Immigrants are escorted back across the border by US Customs and Border Patrol agents (David J Phillip/AP)

The federal public defender’s office for the region that covers El Paso to San Antonio said federal prosecutors would be dismissing cases in which parents were charged with illegally entering the country and separated from their children.

In the Texas border city of McAllen, federal prosecutors unexpectedly did not pursue charges against 17 immigrants on Thursday. A prosecutor cited Mr Trump’s executive order ending the practice of separating families, but the Justice Department denied “zero tolerance” had been rolled back.

“There has been no change to the department’s zero-tolerance policy to prosecute adults who cross our border illegally instead of claiming asylum at any port of entry at the border,” spokeswoman Sara Isgur Flores said.
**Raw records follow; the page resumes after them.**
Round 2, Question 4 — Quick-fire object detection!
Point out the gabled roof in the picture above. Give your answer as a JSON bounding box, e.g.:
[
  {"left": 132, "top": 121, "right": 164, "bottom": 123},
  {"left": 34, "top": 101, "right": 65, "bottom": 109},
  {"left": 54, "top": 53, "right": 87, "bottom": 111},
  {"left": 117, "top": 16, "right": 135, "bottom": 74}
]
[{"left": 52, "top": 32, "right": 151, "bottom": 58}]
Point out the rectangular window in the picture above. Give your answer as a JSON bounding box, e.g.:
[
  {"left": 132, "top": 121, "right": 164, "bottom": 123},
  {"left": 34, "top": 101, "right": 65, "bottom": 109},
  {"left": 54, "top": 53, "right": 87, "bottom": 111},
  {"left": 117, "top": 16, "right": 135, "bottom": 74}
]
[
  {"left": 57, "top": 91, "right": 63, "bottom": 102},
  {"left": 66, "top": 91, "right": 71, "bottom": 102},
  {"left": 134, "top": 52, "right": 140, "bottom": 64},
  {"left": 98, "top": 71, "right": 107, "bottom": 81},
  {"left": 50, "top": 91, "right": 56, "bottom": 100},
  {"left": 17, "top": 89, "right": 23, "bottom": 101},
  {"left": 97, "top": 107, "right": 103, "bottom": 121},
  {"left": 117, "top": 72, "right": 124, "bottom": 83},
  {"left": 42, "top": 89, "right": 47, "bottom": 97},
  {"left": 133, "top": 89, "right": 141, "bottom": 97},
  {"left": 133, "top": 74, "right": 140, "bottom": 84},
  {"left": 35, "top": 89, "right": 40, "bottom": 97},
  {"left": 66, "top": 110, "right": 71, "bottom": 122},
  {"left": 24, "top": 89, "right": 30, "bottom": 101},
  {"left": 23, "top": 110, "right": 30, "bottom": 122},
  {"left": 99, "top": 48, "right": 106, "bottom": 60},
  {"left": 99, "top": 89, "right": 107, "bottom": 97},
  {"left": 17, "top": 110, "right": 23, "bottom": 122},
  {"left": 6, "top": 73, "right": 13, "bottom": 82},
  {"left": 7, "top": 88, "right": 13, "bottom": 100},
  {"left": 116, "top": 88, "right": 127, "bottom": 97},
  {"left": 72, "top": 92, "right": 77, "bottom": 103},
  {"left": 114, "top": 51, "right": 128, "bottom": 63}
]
The uncertainty at the border resulted after Mr Trump abruptly reversed policy in the face of an international outcry over the separation of families. The president said he would instead keep children and parents together.

The reversal left a host of unanswered questions, including where the government will house newly detained migrants in an already overcrowded system, and how parents and children will be kept together.

The administration began drawing up plans to house as many as 20,000 migrants on US military bases, although officials gave conflicting explanations on whether those beds would be for children or for families.

The Justice Department also went to court in an attempt to overturn a decades-old settlement that limits to 20 days the amount of time migrant children can be locked up with their families.